A much more Celtic feeling track, preceded by some heartbeats, How’s The Heart? feels much more uplifting, somewhat similar to Elan, but the Celtic feel is less obvious as the track continues. It is a beautiful track, but perhaps not my favourite, mainly because I was expecting more Celtic vibes and more pipes. Procession has a more sci-fi/synth intro, also with the introduction of piano. It’s a slower feeling track, something to relax to. There’s a beautiful pipe interlude as well. Tribal lives up to its name with the drum rhythms. There’s some tribal chants which mix perfectly with the heavier and more aggressive feel to the main instrumentals when the guitars and bass come in.
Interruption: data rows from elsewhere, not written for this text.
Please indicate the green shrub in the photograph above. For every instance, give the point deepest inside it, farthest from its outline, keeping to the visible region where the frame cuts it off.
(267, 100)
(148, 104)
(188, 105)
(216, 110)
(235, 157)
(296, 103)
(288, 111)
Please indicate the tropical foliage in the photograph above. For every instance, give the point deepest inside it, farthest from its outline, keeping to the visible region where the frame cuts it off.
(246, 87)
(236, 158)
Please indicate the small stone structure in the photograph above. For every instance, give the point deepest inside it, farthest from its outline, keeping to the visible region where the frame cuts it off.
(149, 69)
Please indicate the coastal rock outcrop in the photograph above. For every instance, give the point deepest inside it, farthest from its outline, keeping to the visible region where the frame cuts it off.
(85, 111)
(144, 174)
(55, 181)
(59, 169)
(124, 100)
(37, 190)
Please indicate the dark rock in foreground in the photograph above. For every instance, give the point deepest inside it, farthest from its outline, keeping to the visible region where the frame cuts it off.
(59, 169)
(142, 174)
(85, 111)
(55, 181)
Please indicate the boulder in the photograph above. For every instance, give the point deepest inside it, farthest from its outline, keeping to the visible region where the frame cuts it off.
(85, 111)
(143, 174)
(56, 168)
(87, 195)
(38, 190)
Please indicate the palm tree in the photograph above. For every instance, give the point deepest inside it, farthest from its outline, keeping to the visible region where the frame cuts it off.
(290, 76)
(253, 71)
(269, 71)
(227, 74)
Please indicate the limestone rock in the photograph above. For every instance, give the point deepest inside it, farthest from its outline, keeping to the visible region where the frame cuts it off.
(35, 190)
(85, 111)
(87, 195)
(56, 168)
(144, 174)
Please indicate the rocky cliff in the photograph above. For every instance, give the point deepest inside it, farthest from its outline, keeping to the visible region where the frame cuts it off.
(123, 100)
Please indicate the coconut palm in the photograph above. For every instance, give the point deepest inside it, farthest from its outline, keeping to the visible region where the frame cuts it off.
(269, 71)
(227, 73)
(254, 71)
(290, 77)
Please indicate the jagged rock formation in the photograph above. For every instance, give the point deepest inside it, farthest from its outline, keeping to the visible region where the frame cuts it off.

Endlessness definitely takes the tempo right now, the intro is a “lighters in the air” instrumental, and then the bass, drums, and strings build up into Marco’s vocal. Although there are some heavier parts, the vast majority of the song is at a “marching” pace, and it’s another track to relax to and take you off to another world. Floor’s predominant vocal comes in a lot later, crystal clear compared to the relative grittiness of Marco’s voice. But the vocals definitely belong to Marco for this song, with Floor taking a back seat.
There is a separate, second set of tracks, all one piece of music entitled “All the Works of Nature Which Adorn the World, which is separated into the following movements:
Quiet As The Snow
Anthropocene (incl. “Hurrian Hymn to Nikkal”)
I would strongly encourage you all to listen to this and see where the feelings take you. It’s a beautiful piece of music and shows just how talented a compose Tuomas Holopainen is, and how he can work music to shape worlds and images together from sometimes the most basic of instrumentals. This part of the double album is definitely something I will be listening to again through headphones and with my eyes closed. On a nice warm day, it’s a perfect excuse to get outside and safely enjoy and appreciate nature in your garden, or whatever outdoor space you have. I feel this section of the album will give each and every person their own individual journey, and so as not to spoil that, I will leave the listening and judgement to yourselves.
Did I have high expectations for the new Nightwish release? Yes. And did Nightwish fulfil those expectations? Yes. Once again, Tuomas has composed something so incredibly intricate and so beautiful. The roller coaster of emotions are there, it is so easy to get lost in the music. Tuomas has the amazing ability to compose metal music which takes you on some wild imaginary journeys if you allow yourself to succumb.
Floor’s vocals again are spot on, and this album allows her to explore her gentler and more operatic side, whereas their previous release, Endless Forms Most Beautiful, had her more aggressive vocal style emerge. It just shows what a range she has and what a talented vocalist she is.
At times like these, we need some escapism in our lives, and HUMAN :||: Nature provides just that. I eagerly await what Tuomas can conjure up for the next instalment of Nightwish’s musical journey.